Diferentes aliados têm uma visão distinta sobre o que deveria ser a decisão de Bolsonaro. O ex-presidente ouve a todos e, por vezes, sinaliza exatamente o que cada um de seus interlocutores quer ouvir. Mas a verdade é que ainda não tomou uma decisão.
Cenários possíveis
Aliados de Bolsonaro veem três cenários possíveis para a tomada de decisão do ex-presidente. O primeiro seria escolher um candidato já na virada do ano, quando ele provavelmente estará cumprindo pena em definitivo pela tentativa de golpe de Estado que ele liderou em 2023, segundo o Supremo Tribunal Federal (STF).
Uma segunda possibilidade é postergar a decisão até abril, quando mandatários como Tarcísio precisam se desincompatibilizar de seus cargos para concorrer à Presidência.
Nesses dois casos, o governador de São Paulo ainda estaria no jogo, embora não se possa descartar a opção por alguém da família, como o senador Flávio Bolsonaro (PL-RJ) ou a ex-primeira-dama Michelle. No primeiro, Tarcísio teria mais tempo para preparar sua campanha. No segundo, poderia avaliar melhor quais seriam suas chances de vitória, a depender da popularidade de Lula a seis meses da eleição.
A terceira hipótese, que não pode ser desprezada, seria Bolsonaro insistir em sua candidatura até o limite do prazo dado pelo Tribunal Superior Eleitoral (TSE) para o registro das candidaturas, entre o final de agosto e o início de setembro. Essa foi a opção feita por Lula em 2018, quando estava preso no âmbito da Lava Jato. Só indicou Fernando Haddad para substituí-lo quando teve o registro de sua candidatura negado pela corte. Ciro Gomes (então no PDT), candidato da esquerda com mais chances de derrotar Bolsonaro, acabou preterido.
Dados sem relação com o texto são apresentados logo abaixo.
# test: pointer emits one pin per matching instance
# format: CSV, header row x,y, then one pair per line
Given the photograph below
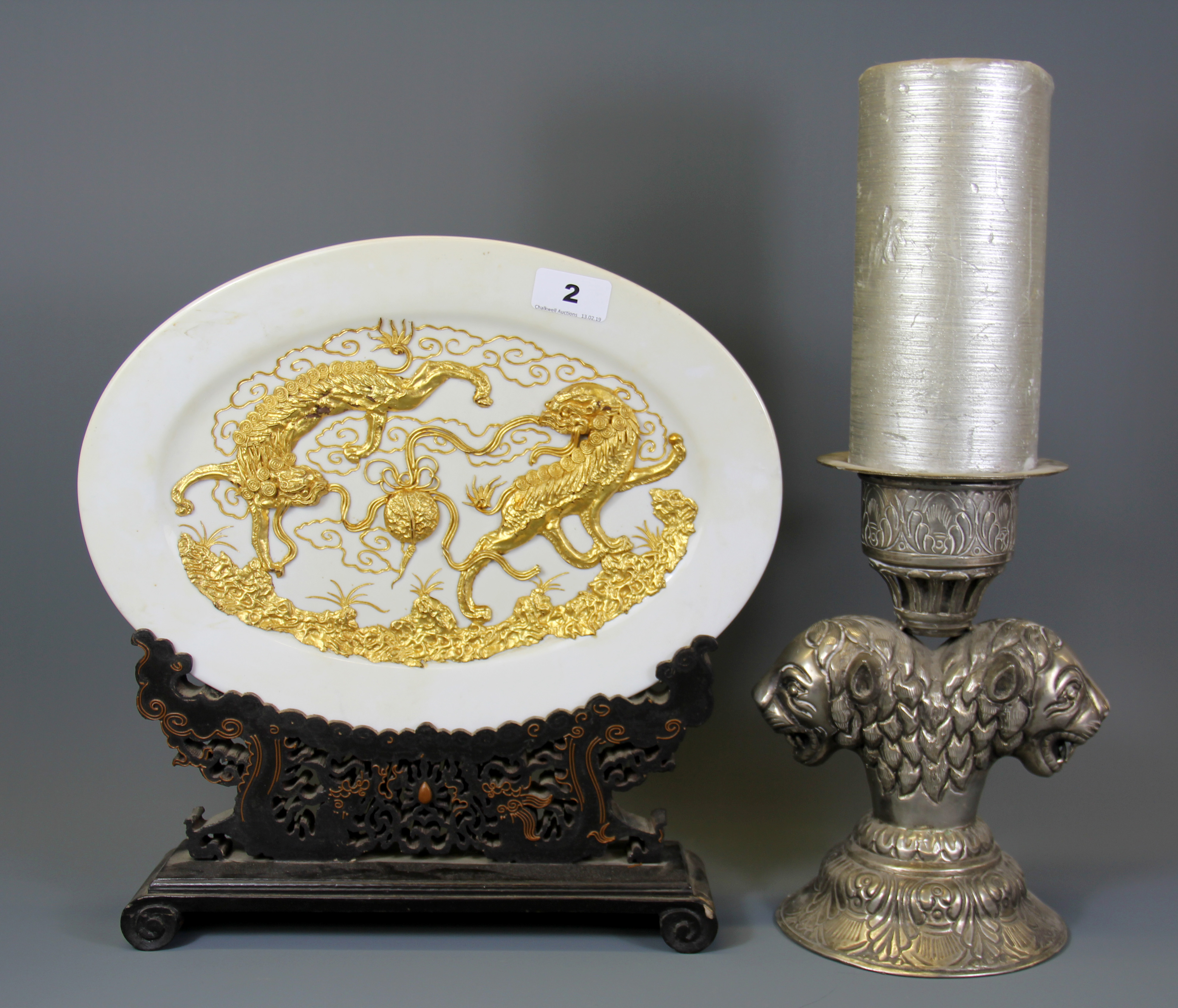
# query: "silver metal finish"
x,y
938,545
950,243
Qualquer semelhança não é mera coincidência.
Uma chapa e um sobrenome
Outro fator que Bolsonaro deverá pesar em sua decisão é a conveniência de endossar uma chapa encabeçada por alguém que não tenha seu sobrenome. Na eventualidade de Tarcísio ganhar a eleição de Lula, o atual governador terá um projeto político para comandar o Planalto, e o campo da direita, por pelo menos oito anos. Seu principal antagonista seria o PT de Lula, restando pouco espaço para o bolsonarismo na arena política.
Por outro lado, a eleição de um aliado talvez seja a única chance de o ex-presidente conseguir um indulto pelos crimes que cometeu. Eis a difícil escolha que Bolsonaro tem pela frente: continuar liderando a direita ou abrir mão de seu legado político em nome da liberdade.
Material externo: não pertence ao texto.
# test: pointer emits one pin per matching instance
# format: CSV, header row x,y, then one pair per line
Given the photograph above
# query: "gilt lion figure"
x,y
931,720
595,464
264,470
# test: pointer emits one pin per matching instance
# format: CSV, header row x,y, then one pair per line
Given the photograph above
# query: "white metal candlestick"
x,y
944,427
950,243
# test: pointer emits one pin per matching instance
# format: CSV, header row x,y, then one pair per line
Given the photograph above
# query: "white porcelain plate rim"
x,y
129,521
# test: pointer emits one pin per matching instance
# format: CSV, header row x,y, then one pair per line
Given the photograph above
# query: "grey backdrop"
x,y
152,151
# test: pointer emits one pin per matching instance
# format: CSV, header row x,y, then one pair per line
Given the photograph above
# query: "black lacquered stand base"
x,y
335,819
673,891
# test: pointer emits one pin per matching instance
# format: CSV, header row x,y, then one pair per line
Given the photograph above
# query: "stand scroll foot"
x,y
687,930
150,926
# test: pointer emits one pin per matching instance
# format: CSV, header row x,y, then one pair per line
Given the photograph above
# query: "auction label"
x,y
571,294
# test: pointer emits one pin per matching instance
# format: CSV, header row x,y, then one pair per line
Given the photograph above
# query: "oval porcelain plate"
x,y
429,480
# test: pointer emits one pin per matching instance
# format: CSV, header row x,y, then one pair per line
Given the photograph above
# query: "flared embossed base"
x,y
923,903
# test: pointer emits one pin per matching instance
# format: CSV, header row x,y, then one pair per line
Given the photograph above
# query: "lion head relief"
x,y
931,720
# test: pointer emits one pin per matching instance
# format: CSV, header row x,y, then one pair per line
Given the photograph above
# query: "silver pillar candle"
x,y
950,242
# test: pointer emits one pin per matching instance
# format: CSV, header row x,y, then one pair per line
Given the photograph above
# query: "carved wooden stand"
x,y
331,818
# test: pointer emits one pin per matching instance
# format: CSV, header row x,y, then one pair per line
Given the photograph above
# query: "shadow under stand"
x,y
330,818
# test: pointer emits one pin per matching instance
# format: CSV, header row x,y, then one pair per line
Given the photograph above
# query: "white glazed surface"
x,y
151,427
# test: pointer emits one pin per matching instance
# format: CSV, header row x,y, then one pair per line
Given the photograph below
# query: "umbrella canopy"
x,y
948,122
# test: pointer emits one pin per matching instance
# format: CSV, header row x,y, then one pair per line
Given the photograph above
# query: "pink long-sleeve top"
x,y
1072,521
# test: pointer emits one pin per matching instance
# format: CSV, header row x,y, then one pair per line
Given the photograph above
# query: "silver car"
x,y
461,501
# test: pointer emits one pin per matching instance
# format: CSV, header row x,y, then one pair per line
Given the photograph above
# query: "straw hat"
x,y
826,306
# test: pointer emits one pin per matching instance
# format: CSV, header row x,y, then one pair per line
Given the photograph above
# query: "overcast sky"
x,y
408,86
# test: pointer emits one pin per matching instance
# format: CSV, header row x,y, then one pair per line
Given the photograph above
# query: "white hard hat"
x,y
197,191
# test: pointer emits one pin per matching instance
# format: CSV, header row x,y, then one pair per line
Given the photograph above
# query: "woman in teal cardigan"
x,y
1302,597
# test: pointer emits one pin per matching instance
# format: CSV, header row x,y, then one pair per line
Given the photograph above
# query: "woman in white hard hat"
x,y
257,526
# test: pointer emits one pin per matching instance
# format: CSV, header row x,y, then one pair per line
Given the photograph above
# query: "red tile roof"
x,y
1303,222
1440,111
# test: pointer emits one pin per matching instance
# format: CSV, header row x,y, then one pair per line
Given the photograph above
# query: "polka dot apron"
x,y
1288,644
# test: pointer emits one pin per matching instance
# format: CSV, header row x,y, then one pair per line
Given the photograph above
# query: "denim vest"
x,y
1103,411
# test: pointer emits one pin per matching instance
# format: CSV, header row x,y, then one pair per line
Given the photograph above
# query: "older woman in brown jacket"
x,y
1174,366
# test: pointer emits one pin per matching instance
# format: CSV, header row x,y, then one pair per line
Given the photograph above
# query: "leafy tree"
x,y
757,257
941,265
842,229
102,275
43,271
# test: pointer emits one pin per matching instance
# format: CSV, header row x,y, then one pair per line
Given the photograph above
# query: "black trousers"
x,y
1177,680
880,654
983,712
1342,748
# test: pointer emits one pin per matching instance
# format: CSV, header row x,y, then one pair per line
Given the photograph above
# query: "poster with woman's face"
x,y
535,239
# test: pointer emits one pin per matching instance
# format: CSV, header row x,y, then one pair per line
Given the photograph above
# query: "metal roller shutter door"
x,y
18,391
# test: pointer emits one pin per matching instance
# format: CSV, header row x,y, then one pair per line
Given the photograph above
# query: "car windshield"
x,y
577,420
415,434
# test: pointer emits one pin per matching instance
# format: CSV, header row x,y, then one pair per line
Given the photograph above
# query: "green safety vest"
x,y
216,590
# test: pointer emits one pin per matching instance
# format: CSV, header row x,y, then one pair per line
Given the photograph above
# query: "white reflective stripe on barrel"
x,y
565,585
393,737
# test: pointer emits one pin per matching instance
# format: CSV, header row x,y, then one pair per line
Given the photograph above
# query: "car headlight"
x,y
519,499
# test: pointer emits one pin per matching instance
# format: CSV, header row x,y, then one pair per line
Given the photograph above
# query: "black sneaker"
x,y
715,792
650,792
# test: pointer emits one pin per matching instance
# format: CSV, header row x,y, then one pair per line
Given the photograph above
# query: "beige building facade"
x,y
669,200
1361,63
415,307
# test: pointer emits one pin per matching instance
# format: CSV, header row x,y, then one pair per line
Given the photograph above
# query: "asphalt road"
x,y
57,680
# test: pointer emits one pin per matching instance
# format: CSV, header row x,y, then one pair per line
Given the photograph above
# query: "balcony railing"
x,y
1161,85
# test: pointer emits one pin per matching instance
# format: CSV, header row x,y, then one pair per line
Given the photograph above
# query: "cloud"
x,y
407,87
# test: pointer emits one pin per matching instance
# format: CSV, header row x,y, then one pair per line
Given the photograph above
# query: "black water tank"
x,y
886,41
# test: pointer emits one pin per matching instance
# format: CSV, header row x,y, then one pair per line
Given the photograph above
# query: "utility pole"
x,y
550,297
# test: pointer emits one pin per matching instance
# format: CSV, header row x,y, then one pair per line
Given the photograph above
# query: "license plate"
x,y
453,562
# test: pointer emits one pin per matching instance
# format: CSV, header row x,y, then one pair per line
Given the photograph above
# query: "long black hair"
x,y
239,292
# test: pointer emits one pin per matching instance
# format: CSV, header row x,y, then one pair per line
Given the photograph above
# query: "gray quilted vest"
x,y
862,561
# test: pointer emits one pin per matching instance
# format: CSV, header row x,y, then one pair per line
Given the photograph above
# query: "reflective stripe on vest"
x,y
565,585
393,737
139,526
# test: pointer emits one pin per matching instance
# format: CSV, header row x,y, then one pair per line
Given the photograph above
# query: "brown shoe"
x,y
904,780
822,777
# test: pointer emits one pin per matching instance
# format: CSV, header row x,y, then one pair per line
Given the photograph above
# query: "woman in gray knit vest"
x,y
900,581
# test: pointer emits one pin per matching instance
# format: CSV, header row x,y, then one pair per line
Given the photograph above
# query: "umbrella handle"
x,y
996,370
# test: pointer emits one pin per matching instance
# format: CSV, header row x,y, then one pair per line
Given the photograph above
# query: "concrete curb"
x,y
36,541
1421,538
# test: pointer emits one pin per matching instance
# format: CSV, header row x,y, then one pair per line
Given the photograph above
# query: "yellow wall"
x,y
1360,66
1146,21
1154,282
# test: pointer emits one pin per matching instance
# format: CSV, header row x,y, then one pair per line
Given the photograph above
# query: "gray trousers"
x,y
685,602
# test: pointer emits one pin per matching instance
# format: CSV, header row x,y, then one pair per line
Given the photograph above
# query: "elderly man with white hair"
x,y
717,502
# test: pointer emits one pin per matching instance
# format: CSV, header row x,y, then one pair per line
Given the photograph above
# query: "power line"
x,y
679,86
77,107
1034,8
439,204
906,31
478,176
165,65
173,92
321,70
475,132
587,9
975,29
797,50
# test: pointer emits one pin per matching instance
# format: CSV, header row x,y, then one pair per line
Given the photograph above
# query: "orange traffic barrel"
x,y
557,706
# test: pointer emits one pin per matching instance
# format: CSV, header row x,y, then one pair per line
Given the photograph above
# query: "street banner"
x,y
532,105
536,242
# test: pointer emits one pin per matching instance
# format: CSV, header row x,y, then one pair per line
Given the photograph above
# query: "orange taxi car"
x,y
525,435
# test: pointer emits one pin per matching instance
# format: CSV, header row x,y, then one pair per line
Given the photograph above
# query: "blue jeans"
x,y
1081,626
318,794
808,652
Assine gratuitamente a newsletter Últimas Notícias do JOTA e receba as principais notícias jurídicas e políticas do dia no seu email
Todos esses cenários exigem reflexão, racionalidade e pensamento lógico para que se tome uma decisão e no momento certo. O problema é que reflexão, racionalidade e lógica não são exatamente os principais predicados de Bolsonaro.
Trata-se de um político carismático, que age por instinto e que, por causa disso, muitas vezes se autossabota – a condução da pandemia, o não reconhecimento da derrota para Lula e a tentativa de golpe em pleno 2023 são exemplos disso. Por vezes, prever o que Bolsonaro fará, e quando, é quase um exercício de adivinhação. Cravar qual será seu candidato, data e hora do anúncio é coisa para vidente.